Andando, vístete y ven conmigo.
¿Y qué otra
cosa podía hacer la mujer del erizo? Quisiera o no, tuvo que obedecer.
Por el
camino dijo el erizo a su mujer:
- Y ahora
pon atención a lo que te voy a decir. Mira, en ese largo sembrado que hay allí
vamos a correr. La liebre correrá por un surco y yo por otro, y empezaremos
desde allá arriba. Lo único que tienes que hacer es quedarte aquí abajo en el
surco, y cuando la liebre se acerque desde el otro lado, le sales al encuentro
y le dices: «Ya estoy aquí».
Y estando en
estas charlas llegaron al sembrado. El erizo señaló a la mujer su puesto y se
fue al otro extremo del sembrado. Cuando llegó, la liebre ya estaba allí.
- ¿Podemos
empezar? -preguntó la liebre.
- ¡Por
supuesto! -dijo el erizo.
- ¡Pues
adelante!
Y cada uno
de los dos se colocó en su surco. La liebre contó «uno, dos, tres» y salió
disparada como un rayo por el sembrado.

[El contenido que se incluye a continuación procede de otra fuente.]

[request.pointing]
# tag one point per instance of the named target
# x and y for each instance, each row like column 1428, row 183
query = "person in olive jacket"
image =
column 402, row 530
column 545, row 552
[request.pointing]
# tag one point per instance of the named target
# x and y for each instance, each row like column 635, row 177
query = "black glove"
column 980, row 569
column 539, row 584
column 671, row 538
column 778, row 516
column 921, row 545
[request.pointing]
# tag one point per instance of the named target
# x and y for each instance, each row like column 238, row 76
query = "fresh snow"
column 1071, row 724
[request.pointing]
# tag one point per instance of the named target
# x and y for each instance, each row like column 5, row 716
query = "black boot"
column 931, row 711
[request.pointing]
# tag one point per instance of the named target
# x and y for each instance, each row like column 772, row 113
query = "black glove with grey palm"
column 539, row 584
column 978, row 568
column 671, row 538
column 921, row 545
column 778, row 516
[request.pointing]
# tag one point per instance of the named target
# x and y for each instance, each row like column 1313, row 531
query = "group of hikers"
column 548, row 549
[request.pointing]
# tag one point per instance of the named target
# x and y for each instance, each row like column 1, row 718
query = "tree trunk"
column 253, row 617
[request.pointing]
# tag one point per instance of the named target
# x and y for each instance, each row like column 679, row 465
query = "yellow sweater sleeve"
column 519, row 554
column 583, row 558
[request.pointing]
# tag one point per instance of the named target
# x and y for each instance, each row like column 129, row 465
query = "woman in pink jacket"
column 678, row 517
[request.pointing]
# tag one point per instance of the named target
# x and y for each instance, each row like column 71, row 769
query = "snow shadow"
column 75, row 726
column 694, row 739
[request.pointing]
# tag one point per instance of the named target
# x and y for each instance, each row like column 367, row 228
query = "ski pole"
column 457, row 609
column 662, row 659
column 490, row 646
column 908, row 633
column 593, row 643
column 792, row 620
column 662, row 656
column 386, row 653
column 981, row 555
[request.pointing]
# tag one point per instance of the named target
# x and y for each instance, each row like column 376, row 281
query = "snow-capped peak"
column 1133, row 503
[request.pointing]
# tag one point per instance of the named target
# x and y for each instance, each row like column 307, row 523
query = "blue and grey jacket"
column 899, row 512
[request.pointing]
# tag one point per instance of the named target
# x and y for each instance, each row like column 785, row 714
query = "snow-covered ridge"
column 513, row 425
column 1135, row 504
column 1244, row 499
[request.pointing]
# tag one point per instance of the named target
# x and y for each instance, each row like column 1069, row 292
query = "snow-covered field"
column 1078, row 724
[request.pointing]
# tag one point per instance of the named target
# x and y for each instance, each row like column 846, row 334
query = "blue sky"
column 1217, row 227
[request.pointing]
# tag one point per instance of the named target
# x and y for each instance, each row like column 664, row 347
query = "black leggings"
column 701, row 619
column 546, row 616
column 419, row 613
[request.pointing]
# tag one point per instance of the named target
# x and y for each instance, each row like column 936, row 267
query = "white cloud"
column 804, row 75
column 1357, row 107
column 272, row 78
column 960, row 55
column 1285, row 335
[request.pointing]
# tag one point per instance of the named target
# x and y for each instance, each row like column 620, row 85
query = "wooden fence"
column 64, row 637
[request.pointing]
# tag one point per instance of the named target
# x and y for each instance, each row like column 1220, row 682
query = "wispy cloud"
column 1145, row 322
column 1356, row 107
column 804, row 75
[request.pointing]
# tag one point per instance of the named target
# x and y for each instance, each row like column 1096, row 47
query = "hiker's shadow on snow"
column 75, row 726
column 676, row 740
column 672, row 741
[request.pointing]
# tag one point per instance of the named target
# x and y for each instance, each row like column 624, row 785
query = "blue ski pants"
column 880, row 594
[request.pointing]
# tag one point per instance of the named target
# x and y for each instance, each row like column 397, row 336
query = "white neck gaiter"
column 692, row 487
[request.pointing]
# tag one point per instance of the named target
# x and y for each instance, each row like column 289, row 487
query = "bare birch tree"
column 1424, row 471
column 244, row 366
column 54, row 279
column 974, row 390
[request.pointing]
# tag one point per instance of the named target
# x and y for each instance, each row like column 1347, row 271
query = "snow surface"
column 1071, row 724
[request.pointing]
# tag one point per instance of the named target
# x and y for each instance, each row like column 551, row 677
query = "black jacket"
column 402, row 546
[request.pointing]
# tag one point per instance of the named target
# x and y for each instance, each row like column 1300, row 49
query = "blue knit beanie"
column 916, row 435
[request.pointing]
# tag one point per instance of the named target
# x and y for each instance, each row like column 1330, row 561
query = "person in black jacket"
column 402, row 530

El erizo apenas dio unos tres pasitos,
se agachó en el surco y se quedó quieto.
Cuando la
liebre se acercó corriendo como un bólido a la parte baja del sembrado, la
mujer del erizo le gritó desde su puesto:
- ¡Ya estoy
aquí!
La liebre se
quedó perpleja; y no fue pequeño su asombro, pues no pensó otra cosa sino que
era el mismo erizo quien le hablaba, ya que, como es sabido, la mujer del erizo
tiene exactamente el mismo aspecto que el marido. Pero la liebre pensó: «Aquí
hay gato encerrado», y gritó – ¡A correr otra vez! ¡De vuelta!
Y de nuevo
salió como un bólido, con las orejas ondeando al viento. La mujer del erizo
permaneció quieta en su puesto. Cuando la liebre llegó a la parte alta del
campo el erizo le gritó desde su puesto – ¡Ya estoy aquí!
Pero la
liebre, indignada y fuera de sí, gritó – ¡A correr otra vez! ¡De vuelta!
- A mí eso
no me importa -respondió el erizo-; por mí, las veces que tú quieras.
Y de esta
manera corrió la liebre otras setenta y tres veces, y el erizo siempre accedía
a repetir la carrera. Y cada vez que la liebre llegaba a un extremo o al otro,
decían el erizo o su mujer: – ¡Ya estoy aquí!
Pero, a la
septuagésima cuarta vuelta la liebre no pudo llegar hasta el final. En medio
del campo se desplomó, la sangre fluyó de su garganta y quedó muerta en el
suelo. Y el erizo tomó la moneda de oro y la botella de aguardiente que había
ganado, llamó a su mujer desde su surco y ambos se fueron contentos a casa; y
si todavía no se han muerto, seguirán con vida.
Así fue cómo
sucedió que en las campiñas de Buxtehude el erizo hizo correr a la liebre hasta
la muerte, y desde ese día no se le ha vuelto a ocurrir a ninguna liebre
apostar en una carrera con un erizo de Buxtehude.